Масселла, потупив взор, сказал:
— Ваше преосвященство, я, увы, не вправе выражать свое частное мнение в данной ситуации.
— Ладно, — махнул рукой кардинал Пол Каллен, — ровно через двадцать четыре часа вы получите мой окончательный ответ. Скажите епископу Морану, чтобы он распорядился о том, чтобы вас разместили в одном из корпусов Коллегии. И попросите его зайти ко мне.
Кардинал, вздохнув, поднялся. К его удивлению, нунций еще раз подошел под его благословение, так и не поднимая глаз, после чего торопливо вышел.
Через пять минут в кабинет вошел Патрик, епископ Моран. Пол Каллен посмотрел на него и неожиданно спросил:
— Патрик, помнишь, мы обсуждали разницу в доктрине православной и католической церквей?
— Да, ваше преосвященство, помню, — ответил епископ Моран.
Кардинал Пол Каллен внимательно посмотрел на своего секретаря и задумчиво произнес:
— Я перечитал некоторые тома, написанные нашими святыми предшественниками — ирландскими монахами, жившими до завоевания Ирландии. Один из этих томов ты видел на моем столе, когда зашел, чтобы объявить о прибытии нунция. Так вот, между тем, во что верили они, и тем, во что верят сегодняшние православные, нет практически никакой разницы в доктрине, а есть только в обрядах. Кроме того, и наши священники были сплошь женатыми до того, как их заставили принять целибат в двенадцатом-тринадцатом веках.
— Пол, — изумленно воскликнул епископ Моран, — не хотите ли вы сказать, что готовы перейти в православную веру?
— Патрик, — перебил своего секретаря кардинал Пол Каллен, — у нас есть три варианта. Первый — согласиться на требования папы и поддержать англичан.

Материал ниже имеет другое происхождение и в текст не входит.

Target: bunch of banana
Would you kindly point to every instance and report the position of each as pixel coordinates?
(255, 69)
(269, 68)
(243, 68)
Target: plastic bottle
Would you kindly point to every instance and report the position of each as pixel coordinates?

— Значит, — вздохнул епископ Моран, — папа требует от нас встать на сторону нового императора Нерона.
— Именно так, — подтвердил кардинал. — Второй — временно объявить о неподчинении Риму до тех пор, пока их политика не изменится.

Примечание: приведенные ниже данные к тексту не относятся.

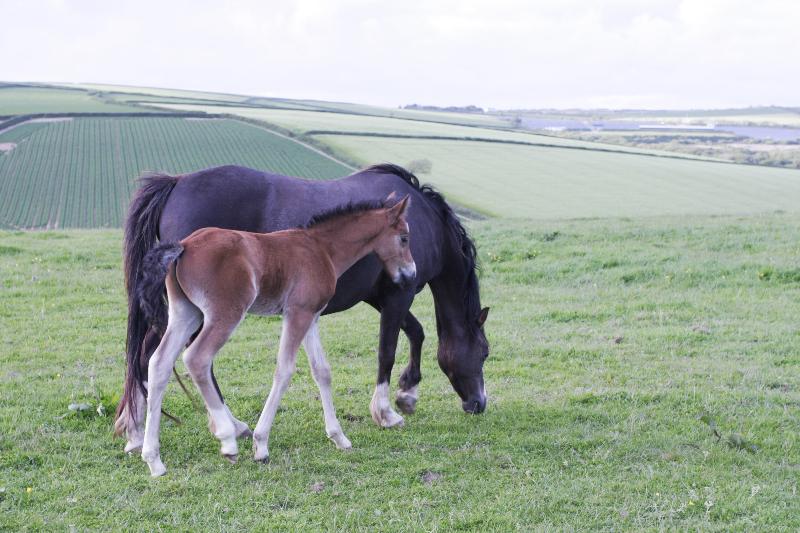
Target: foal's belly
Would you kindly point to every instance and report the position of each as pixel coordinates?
(266, 306)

— И потерять тем самым свою легитимность в глазах всего мира, — сардонически усмехнулся епископ Моран.
Пол Каллен продолжил:
— Почти всего. Ну, и третий вариант — объявить о воссоединении с православной матерью-Церковью. Мы создадим свою, Ирландскую православную церковь, оставив почти все обряды такими, какие они есть сегодня, кроме тех двенадцати доктринных пунктов, по которым у нас разночтения. И попросим патриарха Константинопольского и Святейший Синод Русской Православной Церкви, а также патриархов других православных церквей признать нашу Церковь. Да, это дело не одного дня, но начинать нужно именно сегодня, сию минуту, чтобы объявить Камилло о нашем решении, когда все уже будет готово.
Кардинал поднялся, подошел к секретеру и достал лежащую там папку, которую передал епископу.
— Патрик, вот здесь мои записки. Я работал над ними с самого начала кровавой бани, устроенной нам англичанами — сразу после того, как мы переехали из Дублина в Дром Конра. Там набросок проекта и разъяснение изменений в доктрине. Да, и еще то — как именно мы введем институт женатых священников. Нас с тобой это напрямую не касается — Ирландская Православная Церковь, как и другие, — он подчеркнул «другие», — православные церкви, будет набирать архиереев из монашествующих.
— Все понятно, ваше преосвященство. Через три часа представлю вам проект обращения к пастве на подпись. Я вас правильно понял, что некоторые детали можно проработать и позже?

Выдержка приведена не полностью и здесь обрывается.